2. Brands: Whatever is recommended.

3. Multitasking: At the very least I want to be able to use my browser while playing a graphics intensive game. I also want to be able to have two user accounts with one logged on and idle while using the other account.

4. Gaming: I'm currently playing (or trying to play) WOW. I've basically given up on that because it won't run on my current rig. If I know my system can handle it, I'd be interested in all sorts of 3D gaming.

5. Calculations: Not sure what this means (which probably means I won't be doing any calculations)

6. Overclocking: I would like to over clock my CPU and GPU to get the most bang for my buck.
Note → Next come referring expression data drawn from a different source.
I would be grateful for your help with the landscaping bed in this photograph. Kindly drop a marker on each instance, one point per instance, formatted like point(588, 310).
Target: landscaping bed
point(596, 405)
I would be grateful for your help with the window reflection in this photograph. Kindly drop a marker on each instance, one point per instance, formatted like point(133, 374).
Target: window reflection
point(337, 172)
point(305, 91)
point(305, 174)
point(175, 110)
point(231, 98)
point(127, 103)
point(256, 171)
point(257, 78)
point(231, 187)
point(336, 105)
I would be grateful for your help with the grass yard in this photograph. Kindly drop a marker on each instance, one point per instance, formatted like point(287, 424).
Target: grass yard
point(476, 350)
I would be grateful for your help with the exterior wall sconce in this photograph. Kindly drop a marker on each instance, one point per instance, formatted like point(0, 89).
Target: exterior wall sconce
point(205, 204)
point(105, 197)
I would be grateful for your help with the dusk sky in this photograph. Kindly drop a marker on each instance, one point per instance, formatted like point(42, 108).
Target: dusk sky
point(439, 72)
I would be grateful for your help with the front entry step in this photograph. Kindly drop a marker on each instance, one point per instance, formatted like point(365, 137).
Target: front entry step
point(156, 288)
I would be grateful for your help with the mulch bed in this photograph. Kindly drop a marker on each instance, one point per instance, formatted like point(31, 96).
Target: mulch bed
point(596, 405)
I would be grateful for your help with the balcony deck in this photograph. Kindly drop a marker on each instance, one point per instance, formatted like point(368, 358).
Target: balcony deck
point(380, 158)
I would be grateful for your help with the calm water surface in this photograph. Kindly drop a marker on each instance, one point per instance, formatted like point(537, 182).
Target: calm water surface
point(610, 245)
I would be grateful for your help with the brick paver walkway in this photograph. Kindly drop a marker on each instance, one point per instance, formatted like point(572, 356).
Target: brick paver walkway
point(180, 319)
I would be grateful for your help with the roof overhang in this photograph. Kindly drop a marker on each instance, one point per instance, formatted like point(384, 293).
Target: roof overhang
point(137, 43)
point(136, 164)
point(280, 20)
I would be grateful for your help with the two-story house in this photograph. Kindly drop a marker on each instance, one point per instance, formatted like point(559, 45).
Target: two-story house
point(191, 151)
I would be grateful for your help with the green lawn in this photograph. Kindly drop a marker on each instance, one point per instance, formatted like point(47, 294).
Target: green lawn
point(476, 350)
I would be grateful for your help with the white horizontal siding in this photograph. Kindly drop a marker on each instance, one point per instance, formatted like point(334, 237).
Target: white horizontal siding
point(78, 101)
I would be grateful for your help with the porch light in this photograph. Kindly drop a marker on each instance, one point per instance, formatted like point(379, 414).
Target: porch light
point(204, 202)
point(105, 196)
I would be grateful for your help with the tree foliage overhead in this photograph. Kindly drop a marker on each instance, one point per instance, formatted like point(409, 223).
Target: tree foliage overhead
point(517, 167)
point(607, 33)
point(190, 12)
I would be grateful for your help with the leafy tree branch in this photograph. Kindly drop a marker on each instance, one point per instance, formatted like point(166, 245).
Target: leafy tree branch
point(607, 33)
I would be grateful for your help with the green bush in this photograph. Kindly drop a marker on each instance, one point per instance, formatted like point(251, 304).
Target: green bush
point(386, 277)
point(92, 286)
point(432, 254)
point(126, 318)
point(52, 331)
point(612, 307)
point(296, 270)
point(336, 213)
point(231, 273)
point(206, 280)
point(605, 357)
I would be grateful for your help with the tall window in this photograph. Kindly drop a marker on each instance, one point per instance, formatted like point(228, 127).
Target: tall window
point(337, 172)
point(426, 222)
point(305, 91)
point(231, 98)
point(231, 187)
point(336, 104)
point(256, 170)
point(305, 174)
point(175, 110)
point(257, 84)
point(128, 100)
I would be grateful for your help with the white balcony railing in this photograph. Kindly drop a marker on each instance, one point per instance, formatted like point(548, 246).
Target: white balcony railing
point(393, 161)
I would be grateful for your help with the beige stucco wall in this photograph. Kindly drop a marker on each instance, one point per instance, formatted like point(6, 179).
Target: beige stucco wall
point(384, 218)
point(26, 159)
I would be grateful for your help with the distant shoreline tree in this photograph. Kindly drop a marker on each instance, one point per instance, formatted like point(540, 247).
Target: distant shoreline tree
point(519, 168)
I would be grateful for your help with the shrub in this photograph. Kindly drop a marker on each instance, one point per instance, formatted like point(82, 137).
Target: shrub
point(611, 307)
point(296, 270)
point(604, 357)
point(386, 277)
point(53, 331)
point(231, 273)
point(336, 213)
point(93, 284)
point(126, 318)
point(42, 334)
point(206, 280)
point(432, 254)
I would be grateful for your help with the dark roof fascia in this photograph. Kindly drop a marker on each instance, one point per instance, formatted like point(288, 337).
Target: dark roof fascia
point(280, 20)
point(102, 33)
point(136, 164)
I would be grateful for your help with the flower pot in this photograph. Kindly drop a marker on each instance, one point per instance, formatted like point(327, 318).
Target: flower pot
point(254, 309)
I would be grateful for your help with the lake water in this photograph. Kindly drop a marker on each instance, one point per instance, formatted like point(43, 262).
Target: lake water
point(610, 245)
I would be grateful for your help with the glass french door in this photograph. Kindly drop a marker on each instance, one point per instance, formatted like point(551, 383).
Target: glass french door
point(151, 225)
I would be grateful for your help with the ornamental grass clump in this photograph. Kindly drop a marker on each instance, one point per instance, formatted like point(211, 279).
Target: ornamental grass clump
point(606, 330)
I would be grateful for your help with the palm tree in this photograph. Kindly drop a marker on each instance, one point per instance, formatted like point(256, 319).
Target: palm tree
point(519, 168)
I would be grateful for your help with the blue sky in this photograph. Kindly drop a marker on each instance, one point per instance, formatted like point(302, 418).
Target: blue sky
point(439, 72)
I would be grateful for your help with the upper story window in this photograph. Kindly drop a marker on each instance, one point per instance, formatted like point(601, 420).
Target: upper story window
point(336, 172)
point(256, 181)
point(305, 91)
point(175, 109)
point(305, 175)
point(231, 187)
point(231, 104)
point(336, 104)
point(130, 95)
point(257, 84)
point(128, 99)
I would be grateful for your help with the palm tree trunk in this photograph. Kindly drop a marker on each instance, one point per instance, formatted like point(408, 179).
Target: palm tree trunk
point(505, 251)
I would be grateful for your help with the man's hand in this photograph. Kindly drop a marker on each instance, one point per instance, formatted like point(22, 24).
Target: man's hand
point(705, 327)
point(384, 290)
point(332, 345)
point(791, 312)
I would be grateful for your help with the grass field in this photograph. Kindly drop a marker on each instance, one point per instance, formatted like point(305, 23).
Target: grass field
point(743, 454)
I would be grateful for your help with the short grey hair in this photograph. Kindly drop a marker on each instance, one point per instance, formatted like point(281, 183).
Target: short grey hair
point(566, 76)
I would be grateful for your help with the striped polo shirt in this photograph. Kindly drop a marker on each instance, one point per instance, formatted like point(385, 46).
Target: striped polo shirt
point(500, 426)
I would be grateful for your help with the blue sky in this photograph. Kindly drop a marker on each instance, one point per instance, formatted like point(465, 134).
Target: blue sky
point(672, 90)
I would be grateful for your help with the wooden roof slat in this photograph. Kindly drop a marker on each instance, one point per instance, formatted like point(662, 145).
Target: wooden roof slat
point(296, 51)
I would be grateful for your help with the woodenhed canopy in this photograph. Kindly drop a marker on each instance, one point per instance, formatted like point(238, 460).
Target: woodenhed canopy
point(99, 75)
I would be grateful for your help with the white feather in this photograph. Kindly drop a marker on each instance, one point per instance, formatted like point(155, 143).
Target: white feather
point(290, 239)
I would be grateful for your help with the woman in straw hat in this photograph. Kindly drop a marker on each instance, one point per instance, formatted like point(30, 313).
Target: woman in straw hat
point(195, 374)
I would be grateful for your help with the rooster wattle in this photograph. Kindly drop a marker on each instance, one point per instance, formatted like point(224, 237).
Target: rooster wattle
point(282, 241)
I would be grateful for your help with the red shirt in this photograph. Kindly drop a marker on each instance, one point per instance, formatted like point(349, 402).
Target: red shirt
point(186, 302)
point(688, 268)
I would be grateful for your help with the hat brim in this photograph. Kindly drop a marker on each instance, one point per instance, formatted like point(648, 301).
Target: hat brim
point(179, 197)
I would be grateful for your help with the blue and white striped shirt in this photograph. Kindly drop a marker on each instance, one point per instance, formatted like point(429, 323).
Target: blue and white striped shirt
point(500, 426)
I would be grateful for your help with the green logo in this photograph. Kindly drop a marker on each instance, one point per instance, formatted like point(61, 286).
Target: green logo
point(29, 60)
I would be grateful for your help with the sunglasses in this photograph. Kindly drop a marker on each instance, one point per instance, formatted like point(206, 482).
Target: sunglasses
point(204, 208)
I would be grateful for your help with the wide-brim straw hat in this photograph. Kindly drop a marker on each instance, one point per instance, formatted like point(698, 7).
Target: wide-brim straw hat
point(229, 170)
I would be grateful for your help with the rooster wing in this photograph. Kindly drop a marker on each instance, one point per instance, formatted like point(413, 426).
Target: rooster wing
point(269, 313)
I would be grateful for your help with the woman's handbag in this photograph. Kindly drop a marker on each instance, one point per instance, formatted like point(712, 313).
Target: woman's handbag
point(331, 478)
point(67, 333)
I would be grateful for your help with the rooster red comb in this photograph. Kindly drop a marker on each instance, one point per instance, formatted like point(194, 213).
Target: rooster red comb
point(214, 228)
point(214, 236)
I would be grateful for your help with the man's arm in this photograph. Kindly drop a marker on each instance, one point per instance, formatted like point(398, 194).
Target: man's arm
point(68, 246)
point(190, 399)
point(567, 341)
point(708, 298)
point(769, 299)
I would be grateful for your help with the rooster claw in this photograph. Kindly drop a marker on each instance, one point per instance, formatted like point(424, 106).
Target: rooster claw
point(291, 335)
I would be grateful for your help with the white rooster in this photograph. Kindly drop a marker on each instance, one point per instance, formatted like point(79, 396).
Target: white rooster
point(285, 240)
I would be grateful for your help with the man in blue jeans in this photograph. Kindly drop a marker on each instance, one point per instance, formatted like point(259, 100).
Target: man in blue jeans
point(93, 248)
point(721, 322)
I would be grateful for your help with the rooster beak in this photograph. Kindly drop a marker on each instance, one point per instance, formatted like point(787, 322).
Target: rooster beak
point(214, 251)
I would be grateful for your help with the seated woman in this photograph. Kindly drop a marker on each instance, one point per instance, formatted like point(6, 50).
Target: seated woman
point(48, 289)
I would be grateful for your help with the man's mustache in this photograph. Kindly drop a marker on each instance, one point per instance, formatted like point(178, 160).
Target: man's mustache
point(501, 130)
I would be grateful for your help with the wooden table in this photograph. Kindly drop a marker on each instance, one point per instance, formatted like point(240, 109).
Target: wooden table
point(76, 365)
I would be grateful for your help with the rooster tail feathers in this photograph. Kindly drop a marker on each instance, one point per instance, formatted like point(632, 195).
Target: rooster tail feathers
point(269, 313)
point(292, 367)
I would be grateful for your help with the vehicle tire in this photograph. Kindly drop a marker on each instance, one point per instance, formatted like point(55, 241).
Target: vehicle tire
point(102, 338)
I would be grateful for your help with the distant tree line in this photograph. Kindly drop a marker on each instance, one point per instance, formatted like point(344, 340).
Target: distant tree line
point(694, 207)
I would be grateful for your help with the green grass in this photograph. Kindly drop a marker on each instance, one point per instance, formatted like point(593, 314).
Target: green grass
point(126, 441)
7. Storage: I currently have a 120 GB HD and use about 80. Aside from loading programs onto it, I use it for storing Office files, music, pictures. At some point I'm sure I'll be storing video, though I don't do that currently.

8. Legacy Support: No legacy support needed. I have two peripherals: and HP All In One printer/scanner and a Buffalo external backup drive. If I have to (and I don't think I will) I can replace these.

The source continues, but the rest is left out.